Habertürk
    Takipde Kalın!
      Günlük gelişmeleri takip edebilmek için habertürk uygulamasını indirin
        Haberler Röportajlar Aydın Kurtoğlu: "Köpek balıklarının olduğu bir havuz"

        HT MAGAZİN / Arif HÜR

        FOTOĞRAFLAR: Birkan SEMERCİ

        Geçtiğimiz günlerde ‘Hayırlı Günler’ adlı single’ı ile dinleyicileriyle buluşan Aydın Kurtoğlu müzik piyasasını bir havuza benzettiğini söyledi.

        MÜZİK sektörüne hızlı bir giriş yapan Cengiz Kurtoğlu’nun oğlu Aydın Kurtoğlu ile Osman Yağmurdereli Sanat Atölyesi’ndeki ofisinde buluştuk. Kendisiyle çıkardığı maksi single’ları, müzik camiasını, eski-yeni sanatçıların durumunu ve geleceğe yönelik hedeflerini konuştuk.

        Geçtiğimiz yaz çıkardığınız ‘Köle’ adlı maksi single’dan sonra bu kez ‘Hayırlı Günler’ adlı maksi single’ı çıkardınız. Geri dönüşler nasıl?

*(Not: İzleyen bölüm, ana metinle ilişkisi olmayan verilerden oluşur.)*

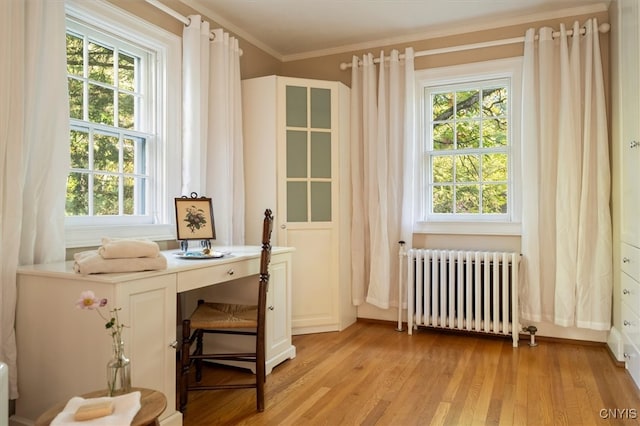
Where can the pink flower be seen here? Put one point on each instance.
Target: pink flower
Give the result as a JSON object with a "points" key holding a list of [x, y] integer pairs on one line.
{"points": [[88, 300]]}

        ‘Köle’, ‘Yana Yana’ ve ‘Hayırlı Günler’ adlı şarkılarımıza gelen tepkilere baktığımız zaman beklentilerimiz doğrultusunda bir çıkış yaptığımızı söyleyebilirim. ‘Köle’nin bu kadar ses getirmesinde düzenlemeyi yapan Serkan Balkan’ın payı yadsınamaz. Şu an ‘Hayırlı Günler’, ‘Köle’ye oranla bir adım daha önde duruyor.

        Köle şarkısı Youtube’da 4 milyonun üzerinde tık aldı. Bu rakamı bekliyor muydunuz?

        4 milyonu beklemek ne kelime, daha fazlasını bile bekliyordum. Eğri oturup doğru konuşalım, şarkı gerçekten güzel. Normalde mütevazı bir insanım ama bu konuda mütevazı olamayacağım. İçerisinde barındırdığı sözler nedeniyle geleceğe kalacak cinsten olduğunu düşünüyorum.

        Bu gazla yeni bir çalışma gelebilir mi?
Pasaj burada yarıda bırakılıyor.